Dr. Gülser Vardarcı Kacar, yalnızca bir akademisyen değil; aynı zamanda işveren, otizmli bir bireyin ablası, iki çocuk annesi ve sahada aktif bir sanayici. Otizmli bireylerin iş yaşamına kazandırılması için iş koçluğu temelli modelleri destekleyen Vardarcı Kacar, akademik çalışmalarıyla bilimsel zemini güçlendirirken; İzmir Büyükşehir Belediyesi ve sanayi kuruluşlarıyla kurduğu iş birlikleriyle bu modeli sahada hayata geçiriyor. Hem bilim hem pratik hem de vicdan birleştiğinde, kapsayıcı bir toplum mümkün oluyor. Dr. Gülser Vardarcı Kacar, İZ Gazete’ye otizmli bireylerin iş yaşamına katılımında destekli istihdam modellerinin önemini, iş koçlarının rolünü ve kapsayıcı iş yerlerinin toplumsal dönüşümdeki etkisini anlattı.
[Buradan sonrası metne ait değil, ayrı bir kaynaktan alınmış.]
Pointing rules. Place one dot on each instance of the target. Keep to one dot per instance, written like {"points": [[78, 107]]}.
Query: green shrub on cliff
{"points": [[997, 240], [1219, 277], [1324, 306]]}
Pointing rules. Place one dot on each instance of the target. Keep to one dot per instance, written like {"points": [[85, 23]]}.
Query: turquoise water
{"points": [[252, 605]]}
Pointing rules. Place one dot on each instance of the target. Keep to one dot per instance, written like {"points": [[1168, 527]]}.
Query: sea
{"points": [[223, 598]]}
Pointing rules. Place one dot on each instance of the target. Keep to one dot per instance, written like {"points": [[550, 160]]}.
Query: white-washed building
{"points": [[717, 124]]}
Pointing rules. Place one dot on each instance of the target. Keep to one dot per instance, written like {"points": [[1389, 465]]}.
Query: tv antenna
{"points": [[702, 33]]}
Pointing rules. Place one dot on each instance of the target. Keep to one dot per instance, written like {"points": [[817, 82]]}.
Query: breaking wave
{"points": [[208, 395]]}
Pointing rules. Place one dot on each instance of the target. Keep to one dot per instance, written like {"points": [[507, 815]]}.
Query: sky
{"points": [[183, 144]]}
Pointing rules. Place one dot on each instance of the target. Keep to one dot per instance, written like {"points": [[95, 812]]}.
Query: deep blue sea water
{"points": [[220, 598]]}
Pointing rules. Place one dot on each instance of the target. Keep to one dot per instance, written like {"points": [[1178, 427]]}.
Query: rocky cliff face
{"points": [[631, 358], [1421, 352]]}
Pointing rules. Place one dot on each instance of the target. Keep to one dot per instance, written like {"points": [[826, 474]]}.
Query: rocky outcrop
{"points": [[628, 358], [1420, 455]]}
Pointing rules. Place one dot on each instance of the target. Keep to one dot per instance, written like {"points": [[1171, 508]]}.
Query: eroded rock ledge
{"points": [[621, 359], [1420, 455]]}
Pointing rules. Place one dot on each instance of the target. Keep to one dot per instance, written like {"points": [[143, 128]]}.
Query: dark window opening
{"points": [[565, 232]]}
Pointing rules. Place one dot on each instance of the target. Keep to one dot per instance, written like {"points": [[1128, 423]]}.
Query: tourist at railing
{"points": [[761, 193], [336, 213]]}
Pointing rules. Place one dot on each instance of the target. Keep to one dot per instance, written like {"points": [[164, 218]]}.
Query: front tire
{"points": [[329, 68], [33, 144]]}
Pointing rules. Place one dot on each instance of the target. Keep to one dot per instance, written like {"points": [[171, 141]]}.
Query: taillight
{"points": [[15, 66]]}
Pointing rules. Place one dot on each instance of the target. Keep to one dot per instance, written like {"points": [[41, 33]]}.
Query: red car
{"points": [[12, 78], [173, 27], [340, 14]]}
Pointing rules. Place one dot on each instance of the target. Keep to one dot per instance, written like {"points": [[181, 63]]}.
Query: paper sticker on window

Otizmli bireyler de artık eğitime ulaşıyor yeter ki şans verilsin
Otizm spektrum bozukluğu olan bireylerin toplumda sıklıkla yanlış anlaşıldığını belirten Vardarcı Kacar, eğitim ve istihdam alanında bu bireyler için yaratılan fırsatların sonuçlarını somut örneklerle anlattı. “Eğitime uygun olmayabilir” diye düşünülen bir otizmli bireyin, iki ay boyunca düzenli olarak düzenledikleri kursa geldiğini ve tüm içerikleri büyük bir başarıyla öğrendiğini söyledi. “Bizi bile şaşırttı,” diyen Vardarcı Kacar, bu başarının temelinde bireyin yalnızca desteklenmesi ve motive edilmesi olduğunu belirtti.
Birlikte gelişiyoruz
Grup psikolojisinin olumlu etkilerine dikkat çeken Vardarcı Kacar, otizmli bireylerin ayrıştırılmak yerine sosyal ortamlara dâhil edilmesinin, hem bireyin hem de grubun gelişimini artırdığını söyledi: “Zannediyorsunuz ki ayrıştırırsak iyi olur. Hayır! Birlikte olunca hem karşısındakinden hem birbirlerinden öğreniyorlar.”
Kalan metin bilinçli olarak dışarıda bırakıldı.